We are now beginning to understand that during this brief somnolent state, people not only may have creative insights but may also be more in touch with the unconscious in general. They are hyper-suggestible and capable of learning certain things more efficiently and painlessly than during the day, when logical and analytical faculties are in control…

My colleagues and I at the University of Colorado Medical Center and at the Biofeedback Institute of Denver have found that people can make use of the twilight zone for many kinds of learning. We have found, for example, that it may help some people who have trouble assimilating certain kinds of information: students who have mental blocks for subjects such as foreign languages…"

1 Like

Stage 1 sleep isn’t it? I can compose songs in stage 1 sleep, which I can’t do when fully awake.

I generally doze off listening to languages, and I find that hypnogogic (?) state very helpful to listen in an intuitive, less analytical way.

I was interested to hear Robert talking in the interview with Steve how he puts on his ipod first thing after waking and listens while getting ready for work, and then before he goes to bed he again listens to what he has on his ipod.

This is perhaps a really good way to both; a) gain time to spend with the language - and b) to do so at a time when the brain is most receptive to learning a new language.

@iaing - This thread was before my time, so thanks for drawing it to my attention! It’s a really interesting read. I think you’re on a winner.

The only way I can get my little boy (who has autism etc) to sleep every night, is to lie next to him for 30-60 minutes. After a short time of hugs, kisses, & prayers, I pretend to fall asleep and start listening to Chinese on my mp3 player.

Should have done this years ago! Now I sometimes wake up in the night, conscious of Chinese words, and wake up every morning more often than not thinking Chinese.

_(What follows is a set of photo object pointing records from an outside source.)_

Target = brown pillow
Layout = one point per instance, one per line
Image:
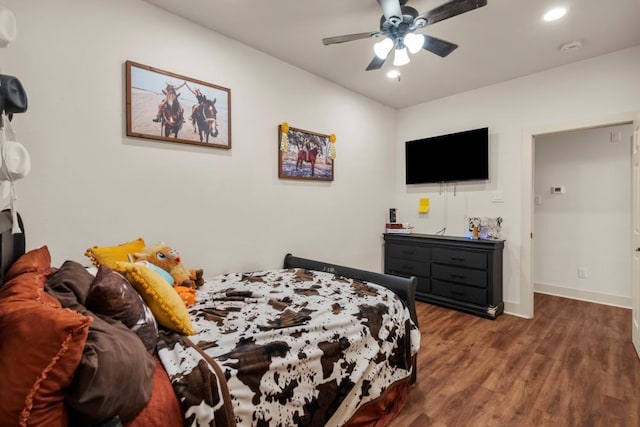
(40, 348)
(114, 376)
(71, 283)
(112, 295)
(163, 409)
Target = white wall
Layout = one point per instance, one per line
(593, 88)
(224, 210)
(587, 227)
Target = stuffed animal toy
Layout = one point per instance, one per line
(168, 259)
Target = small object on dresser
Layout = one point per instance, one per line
(398, 228)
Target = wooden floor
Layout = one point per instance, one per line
(572, 365)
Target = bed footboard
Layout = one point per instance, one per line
(405, 288)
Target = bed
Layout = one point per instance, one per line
(308, 344)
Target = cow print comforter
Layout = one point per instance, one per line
(288, 348)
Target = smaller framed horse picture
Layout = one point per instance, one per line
(169, 107)
(304, 155)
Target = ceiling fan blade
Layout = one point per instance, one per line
(451, 8)
(376, 63)
(439, 47)
(391, 10)
(348, 38)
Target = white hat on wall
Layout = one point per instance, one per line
(8, 27)
(15, 165)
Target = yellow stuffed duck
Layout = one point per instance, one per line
(184, 280)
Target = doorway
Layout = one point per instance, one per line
(525, 306)
(582, 214)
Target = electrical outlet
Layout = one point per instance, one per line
(497, 197)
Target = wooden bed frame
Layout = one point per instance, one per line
(12, 246)
(405, 288)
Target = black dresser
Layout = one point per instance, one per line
(452, 271)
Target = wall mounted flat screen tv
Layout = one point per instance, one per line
(461, 156)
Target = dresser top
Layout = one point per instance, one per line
(490, 242)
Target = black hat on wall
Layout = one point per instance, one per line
(13, 98)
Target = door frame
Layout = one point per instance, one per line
(525, 307)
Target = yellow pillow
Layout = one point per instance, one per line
(109, 255)
(165, 303)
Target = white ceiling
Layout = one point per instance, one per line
(501, 41)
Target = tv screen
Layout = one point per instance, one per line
(461, 156)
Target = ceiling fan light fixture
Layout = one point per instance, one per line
(394, 74)
(383, 47)
(413, 42)
(401, 57)
(554, 14)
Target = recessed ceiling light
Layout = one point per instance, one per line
(394, 74)
(555, 14)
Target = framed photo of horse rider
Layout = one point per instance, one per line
(165, 106)
(304, 155)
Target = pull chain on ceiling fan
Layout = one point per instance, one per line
(398, 26)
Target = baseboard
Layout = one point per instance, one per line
(514, 309)
(613, 300)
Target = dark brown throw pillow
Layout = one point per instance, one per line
(115, 374)
(71, 283)
(112, 295)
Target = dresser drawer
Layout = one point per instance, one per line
(461, 258)
(460, 275)
(407, 267)
(459, 292)
(416, 253)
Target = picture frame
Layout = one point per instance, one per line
(304, 155)
(165, 106)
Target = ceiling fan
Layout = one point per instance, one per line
(398, 26)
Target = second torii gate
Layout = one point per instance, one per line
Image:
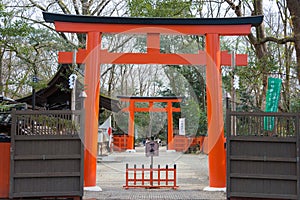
(169, 109)
(93, 56)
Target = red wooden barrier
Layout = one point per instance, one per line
(150, 177)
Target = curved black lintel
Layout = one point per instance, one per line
(52, 17)
(150, 98)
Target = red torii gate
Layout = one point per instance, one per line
(169, 109)
(213, 58)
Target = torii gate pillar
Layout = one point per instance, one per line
(217, 154)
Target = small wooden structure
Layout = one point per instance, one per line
(151, 177)
(46, 154)
(263, 163)
(169, 109)
(184, 143)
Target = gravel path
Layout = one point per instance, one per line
(192, 176)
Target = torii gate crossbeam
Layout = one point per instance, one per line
(93, 56)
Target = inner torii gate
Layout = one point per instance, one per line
(169, 109)
(93, 56)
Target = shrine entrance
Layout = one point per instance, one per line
(169, 109)
(93, 56)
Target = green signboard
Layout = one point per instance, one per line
(272, 99)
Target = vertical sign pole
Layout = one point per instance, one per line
(91, 81)
(130, 144)
(170, 126)
(216, 150)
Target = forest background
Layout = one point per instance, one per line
(29, 46)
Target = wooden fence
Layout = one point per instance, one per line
(263, 155)
(150, 177)
(46, 154)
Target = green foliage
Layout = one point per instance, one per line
(26, 50)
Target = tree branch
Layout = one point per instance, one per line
(276, 40)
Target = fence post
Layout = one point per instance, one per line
(167, 173)
(158, 175)
(126, 187)
(134, 175)
(174, 176)
(143, 175)
(151, 176)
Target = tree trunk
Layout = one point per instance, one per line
(294, 8)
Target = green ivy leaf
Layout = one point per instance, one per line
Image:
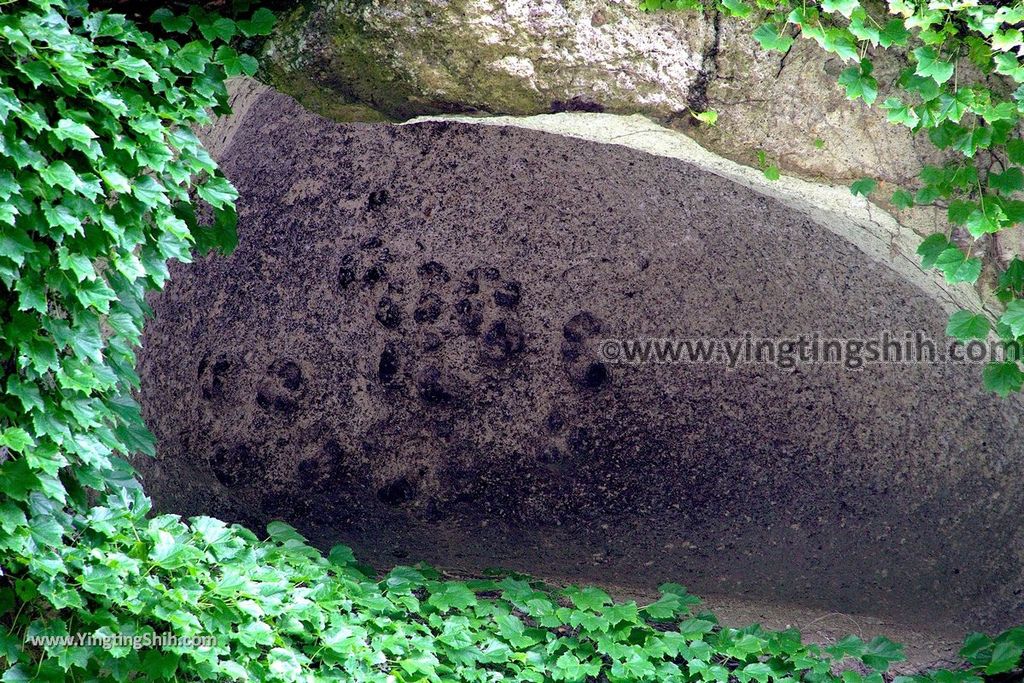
(965, 325)
(859, 82)
(844, 7)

I think one good thing, is that you are more relaxed “in that zone”, where you don´t analyze everything, and/or getting upset because you don´t get it. I do think the exposure is quite short, soon as you start sleeping, I doubt there is so much of it. But I also noticed, that during this phase (of listening right before sleeping) I sometimes completely forget, that the language is (should be) foreign to me, and that helps. Still, you need a lot of exposure, so I’m not really sure about the “optimal” part of the original question. The psychological and emotional part of the learning process, however, is often underestimated.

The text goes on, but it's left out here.